Remember the excitement that came along with a field trip in elementary school? Permission slips were signed, money was sent to school, and you. Just. Couldn’t. Wait! until you and your friends got to board the bus to the zoo/museum/whathaveyou. You picked out your outfit days in advance and had a countdown on your mom’s calendar (or was that just me?).
And while the experience is awesome for you, what might possess a teacher to transport a herd of wild children to aforementioned zoo/museum/whathaveyou? It’s because of the amazing hands-on learning experience that a field trip affords the students. To get outside of the classroom and experience the world as it is can be much more educational than reading about it from a dated textbook or PowerPoint slide. It might be easier to observe something and take information away from the experience than to read about it. Hands-on learning provided via field trips can also appeal to all different learning types, such as visual, auditory and tactile.
Guess what? Field trips aren’t just for little kids! Field trips provide those exact same learning opportunities for college students as well, and applied and hands-on learning is something that Minnesota School of Business prides itself on.
Recently, our paralegal degree program’s litigation class got to take one field trip to the Hennepin County Courthouse in the Government Center.

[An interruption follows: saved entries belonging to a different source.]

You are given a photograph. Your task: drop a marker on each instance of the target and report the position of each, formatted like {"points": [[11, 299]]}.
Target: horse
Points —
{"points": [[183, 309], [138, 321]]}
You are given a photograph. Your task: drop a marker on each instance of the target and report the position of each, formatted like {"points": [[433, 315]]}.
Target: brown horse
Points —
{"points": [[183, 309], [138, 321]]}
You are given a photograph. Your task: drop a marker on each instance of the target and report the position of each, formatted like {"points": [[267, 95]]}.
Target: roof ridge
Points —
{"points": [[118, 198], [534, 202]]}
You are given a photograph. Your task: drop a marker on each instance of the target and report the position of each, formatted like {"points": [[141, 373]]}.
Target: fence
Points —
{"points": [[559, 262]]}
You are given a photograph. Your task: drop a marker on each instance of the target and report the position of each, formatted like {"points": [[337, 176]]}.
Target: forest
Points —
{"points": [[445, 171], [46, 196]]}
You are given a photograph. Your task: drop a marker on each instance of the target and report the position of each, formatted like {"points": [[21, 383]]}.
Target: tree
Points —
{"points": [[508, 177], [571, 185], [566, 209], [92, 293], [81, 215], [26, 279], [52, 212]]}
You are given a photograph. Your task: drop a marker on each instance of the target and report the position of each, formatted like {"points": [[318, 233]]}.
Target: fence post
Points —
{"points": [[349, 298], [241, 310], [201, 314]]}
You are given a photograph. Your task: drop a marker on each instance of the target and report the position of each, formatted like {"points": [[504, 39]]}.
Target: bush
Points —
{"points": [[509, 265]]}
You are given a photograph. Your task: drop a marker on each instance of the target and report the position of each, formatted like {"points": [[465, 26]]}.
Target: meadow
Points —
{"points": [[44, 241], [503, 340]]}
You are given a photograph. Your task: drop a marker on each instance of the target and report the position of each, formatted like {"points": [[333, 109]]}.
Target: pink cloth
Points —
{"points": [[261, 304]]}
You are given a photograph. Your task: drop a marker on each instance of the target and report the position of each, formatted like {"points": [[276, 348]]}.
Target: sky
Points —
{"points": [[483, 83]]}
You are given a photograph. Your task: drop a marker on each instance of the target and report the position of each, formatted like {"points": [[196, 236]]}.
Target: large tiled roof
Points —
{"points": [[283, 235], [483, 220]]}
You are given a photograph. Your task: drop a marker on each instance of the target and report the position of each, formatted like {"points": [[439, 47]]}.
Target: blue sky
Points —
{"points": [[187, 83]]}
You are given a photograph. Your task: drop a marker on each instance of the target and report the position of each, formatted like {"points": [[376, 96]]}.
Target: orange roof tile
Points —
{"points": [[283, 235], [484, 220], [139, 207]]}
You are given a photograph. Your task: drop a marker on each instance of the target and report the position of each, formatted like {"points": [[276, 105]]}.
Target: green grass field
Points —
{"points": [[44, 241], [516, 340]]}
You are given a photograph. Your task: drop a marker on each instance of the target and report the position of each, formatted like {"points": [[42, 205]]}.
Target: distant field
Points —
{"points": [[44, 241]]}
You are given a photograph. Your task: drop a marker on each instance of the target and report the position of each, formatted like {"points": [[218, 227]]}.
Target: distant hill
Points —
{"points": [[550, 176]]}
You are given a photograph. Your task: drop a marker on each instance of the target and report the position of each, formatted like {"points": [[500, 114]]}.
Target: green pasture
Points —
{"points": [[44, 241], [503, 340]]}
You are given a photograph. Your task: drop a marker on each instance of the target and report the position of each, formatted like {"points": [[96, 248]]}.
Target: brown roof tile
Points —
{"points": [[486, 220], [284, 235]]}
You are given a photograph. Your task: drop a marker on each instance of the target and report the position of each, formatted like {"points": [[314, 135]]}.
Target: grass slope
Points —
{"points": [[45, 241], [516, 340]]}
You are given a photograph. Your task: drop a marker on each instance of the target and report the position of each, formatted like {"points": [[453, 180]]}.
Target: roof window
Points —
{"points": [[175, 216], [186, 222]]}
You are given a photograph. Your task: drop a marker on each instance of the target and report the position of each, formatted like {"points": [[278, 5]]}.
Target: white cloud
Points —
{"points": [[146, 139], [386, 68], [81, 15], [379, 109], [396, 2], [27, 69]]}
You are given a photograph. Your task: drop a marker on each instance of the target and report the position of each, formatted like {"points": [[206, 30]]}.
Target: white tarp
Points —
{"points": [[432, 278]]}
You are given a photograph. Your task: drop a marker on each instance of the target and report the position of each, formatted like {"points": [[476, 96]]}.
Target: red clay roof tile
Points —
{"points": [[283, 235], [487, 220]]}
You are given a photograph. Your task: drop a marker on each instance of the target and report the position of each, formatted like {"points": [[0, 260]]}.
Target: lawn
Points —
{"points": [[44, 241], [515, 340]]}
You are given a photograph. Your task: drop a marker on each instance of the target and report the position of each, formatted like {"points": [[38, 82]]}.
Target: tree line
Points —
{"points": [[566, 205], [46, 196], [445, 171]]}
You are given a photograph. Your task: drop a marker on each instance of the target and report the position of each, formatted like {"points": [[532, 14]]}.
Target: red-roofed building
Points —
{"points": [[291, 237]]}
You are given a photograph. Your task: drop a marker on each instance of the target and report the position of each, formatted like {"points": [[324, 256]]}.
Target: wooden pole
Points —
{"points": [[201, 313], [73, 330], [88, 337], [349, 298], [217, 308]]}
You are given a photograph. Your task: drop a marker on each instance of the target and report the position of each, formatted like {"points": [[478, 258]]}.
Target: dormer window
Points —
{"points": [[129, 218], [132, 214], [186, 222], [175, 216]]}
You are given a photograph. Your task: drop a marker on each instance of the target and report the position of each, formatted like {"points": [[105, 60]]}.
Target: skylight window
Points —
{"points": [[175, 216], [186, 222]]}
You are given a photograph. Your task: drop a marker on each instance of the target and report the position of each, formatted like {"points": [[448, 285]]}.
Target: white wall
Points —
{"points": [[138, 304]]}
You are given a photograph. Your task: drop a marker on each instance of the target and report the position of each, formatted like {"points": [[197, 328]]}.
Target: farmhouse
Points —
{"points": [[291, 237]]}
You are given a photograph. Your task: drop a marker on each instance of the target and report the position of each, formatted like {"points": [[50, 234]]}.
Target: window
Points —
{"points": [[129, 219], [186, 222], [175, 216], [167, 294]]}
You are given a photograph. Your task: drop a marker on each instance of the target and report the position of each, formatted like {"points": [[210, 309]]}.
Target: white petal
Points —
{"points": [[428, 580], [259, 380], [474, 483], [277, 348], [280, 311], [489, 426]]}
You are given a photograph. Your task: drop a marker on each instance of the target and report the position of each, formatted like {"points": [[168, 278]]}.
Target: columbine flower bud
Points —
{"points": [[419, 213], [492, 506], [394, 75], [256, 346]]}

“I love taking students out of the classroom to see what we are learning first hand,” said instructor Rachna Talwar.” It is so great to see their faces light up when they hear a term or see a concept come to life in the courtroom. This experience is so enriching because it gives students the ability to experience something new and provides a unique perspective to the class material.”
While there, they got to sit in on a number of trials, from a felony trial to a mental health competency case. Here’s a little taste of what they got to see:
- Civil Forfeiture Hearing: After a certain number of DWIs, the state is allowed to seize your car. This was a hearing where the parties were trying to prevent that. During that hearing, the paralegal students also got to speak with the police officer that testified. They spoke to him about his experience being a witness, as it was his first hearing as a witness.
- Criminal Misdemeanor Court: Students saw arraignments, a DWI plea bargain, and a hearing regarding the defendant’s mental fitness.
- Felony Trial: This was a jury trial, where the defendant was charged with drug possession of crack-cocaine. Our paralegal degree students were able to see police officer testimony as well as expert testimony from the examiner’s office.
“It was a great day visiting the different court rooms,”said paralegal student, Liz Stigall. “It was interesting to see and hear real life situations that we talk about in class.”
After their time at the courthouse, the students gathered at Caribou Coffee and had a debrief of what they saw and general perceptions of the litigation process. Instructor Talwar also covered questions the students had regarding legal terminology they heard throughout the day.
“I loved going on a field trip!” paralegal program student Stephanie Rued said. “It was a fantastic way to apply what we are learning in the classroom to what’s going on in the real world.”
The evidence is clear (Zing! Courtroom pun!): field trips are pretty cool no matter what grade you’re in.